For-profit school leaders criticize Cummings investigation

Moran argued that private sector schools charge less tuition and have fewer fee increases while showing similar results of other higher education institutions.

"The truth is career-oriented institutions are an integral part of the solution with more than 3 million students representing about 12 percent of all of higher education," he said. 

"Rather than singling out one sector, we hope that Rep. Cummings evaluates all areas of higher education so that the true beneficiary is the student.”

Cummings sent letters to the chief executives of 13 for-profit schools seeking copies of compensation agreements for senior executives as part of an effort to determine whether salaries, bonuses and other compensation are appropriately tied to the performance of students they educate, the vast majority of whom pay for their education with federal tax dollars.

A spokesman for the University of Phoenix, part of the Apollo Group, which received one of the letters, said compensation is based on student satisfaction. 

“University of Phoenix welcomes transparency and accountability across all of higher education," said Rick Castellano, director of Public Relations, in an email to The Hill on Monday. 

"We appropriately base compensation on student satisfaction and educational outcomes and have lead the way in providing vast student resources —including graduation teams, our student preparation center and no-cost orientation program for all new students," he said. 

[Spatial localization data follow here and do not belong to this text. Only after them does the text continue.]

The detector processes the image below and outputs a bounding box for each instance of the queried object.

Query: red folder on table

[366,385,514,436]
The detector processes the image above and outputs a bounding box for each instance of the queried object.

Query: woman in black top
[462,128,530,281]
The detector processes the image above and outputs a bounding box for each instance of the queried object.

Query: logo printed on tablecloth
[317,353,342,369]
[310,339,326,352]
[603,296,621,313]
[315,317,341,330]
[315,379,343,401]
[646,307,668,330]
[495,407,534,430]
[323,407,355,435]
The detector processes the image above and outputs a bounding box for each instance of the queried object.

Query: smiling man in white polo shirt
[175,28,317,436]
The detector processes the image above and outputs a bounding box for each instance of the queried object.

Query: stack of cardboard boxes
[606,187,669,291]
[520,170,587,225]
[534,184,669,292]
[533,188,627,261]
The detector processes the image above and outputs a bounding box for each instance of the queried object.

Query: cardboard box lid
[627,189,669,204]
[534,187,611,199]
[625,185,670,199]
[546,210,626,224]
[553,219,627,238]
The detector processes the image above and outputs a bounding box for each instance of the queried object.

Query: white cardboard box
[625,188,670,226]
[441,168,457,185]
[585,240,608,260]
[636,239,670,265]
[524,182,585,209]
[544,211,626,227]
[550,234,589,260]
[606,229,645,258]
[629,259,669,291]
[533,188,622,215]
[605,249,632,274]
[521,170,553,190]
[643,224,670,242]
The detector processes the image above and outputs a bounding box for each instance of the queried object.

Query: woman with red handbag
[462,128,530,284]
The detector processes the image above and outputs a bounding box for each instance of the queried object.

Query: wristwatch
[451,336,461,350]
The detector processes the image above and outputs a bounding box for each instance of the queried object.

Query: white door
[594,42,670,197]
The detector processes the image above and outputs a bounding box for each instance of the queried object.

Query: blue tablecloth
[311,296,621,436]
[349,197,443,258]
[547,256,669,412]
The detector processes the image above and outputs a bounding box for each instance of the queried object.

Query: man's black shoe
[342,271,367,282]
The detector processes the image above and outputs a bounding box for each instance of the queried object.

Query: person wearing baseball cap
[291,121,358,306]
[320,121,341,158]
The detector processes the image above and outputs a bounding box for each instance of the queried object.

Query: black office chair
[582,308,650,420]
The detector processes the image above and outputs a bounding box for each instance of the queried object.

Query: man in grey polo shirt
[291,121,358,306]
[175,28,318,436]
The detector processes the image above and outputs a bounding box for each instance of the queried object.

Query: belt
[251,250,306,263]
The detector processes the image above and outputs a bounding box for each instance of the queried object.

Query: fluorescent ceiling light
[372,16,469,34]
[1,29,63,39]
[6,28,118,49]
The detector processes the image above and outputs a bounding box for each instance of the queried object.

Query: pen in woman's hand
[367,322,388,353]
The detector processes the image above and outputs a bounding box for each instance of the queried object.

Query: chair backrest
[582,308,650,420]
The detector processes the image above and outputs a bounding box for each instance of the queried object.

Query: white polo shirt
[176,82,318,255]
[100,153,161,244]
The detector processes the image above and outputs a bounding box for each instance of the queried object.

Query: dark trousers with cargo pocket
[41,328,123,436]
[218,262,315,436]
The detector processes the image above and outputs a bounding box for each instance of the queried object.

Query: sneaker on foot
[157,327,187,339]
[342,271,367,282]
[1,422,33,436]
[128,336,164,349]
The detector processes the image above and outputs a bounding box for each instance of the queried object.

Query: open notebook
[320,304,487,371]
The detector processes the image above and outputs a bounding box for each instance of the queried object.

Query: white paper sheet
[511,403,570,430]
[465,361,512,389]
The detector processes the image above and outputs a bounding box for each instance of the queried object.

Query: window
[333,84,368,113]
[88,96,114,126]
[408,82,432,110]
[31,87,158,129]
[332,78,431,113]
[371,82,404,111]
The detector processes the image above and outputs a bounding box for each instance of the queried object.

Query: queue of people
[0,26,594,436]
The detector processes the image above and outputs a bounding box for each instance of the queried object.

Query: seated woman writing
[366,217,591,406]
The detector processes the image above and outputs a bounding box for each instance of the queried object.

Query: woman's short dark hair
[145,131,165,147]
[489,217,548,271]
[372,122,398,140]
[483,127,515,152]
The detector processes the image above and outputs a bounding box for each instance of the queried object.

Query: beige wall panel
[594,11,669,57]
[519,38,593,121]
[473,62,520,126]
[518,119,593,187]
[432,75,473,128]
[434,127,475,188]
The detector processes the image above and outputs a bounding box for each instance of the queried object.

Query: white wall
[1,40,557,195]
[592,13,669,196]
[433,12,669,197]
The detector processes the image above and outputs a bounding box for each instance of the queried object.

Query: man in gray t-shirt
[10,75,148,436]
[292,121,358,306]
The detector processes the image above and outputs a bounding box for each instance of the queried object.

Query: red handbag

"We seek to ensure our students are prepared for the workforce and hope all schools will do the same."

Cummings said there are studies have found that chief executives at for-profit colleges "consistently make much more than their counterparts at public and nonprofit schools."

When compared with public and nonprofit schools, "for-profit companies spend a smaller percentage of their funds on student education, reserving more for marketing, advertising, recruitment and other non-education expenses," he said.

He also said for-profit schools have lower rates of student success with students more likely to default on loan payments.  

Cummings requested that the schools — Apollo Group, Bridgepoint Education, Capella Education Co., Career Education Corp., Corinthian Colleges, DeVry, Education Management Corp., Grand Canyon Education Inc., ITT Educational Services, Kaplan, Lincoln Educational Services Corp., Strayer Education and Universal Technical Institute — provide the documents by Dec. 23.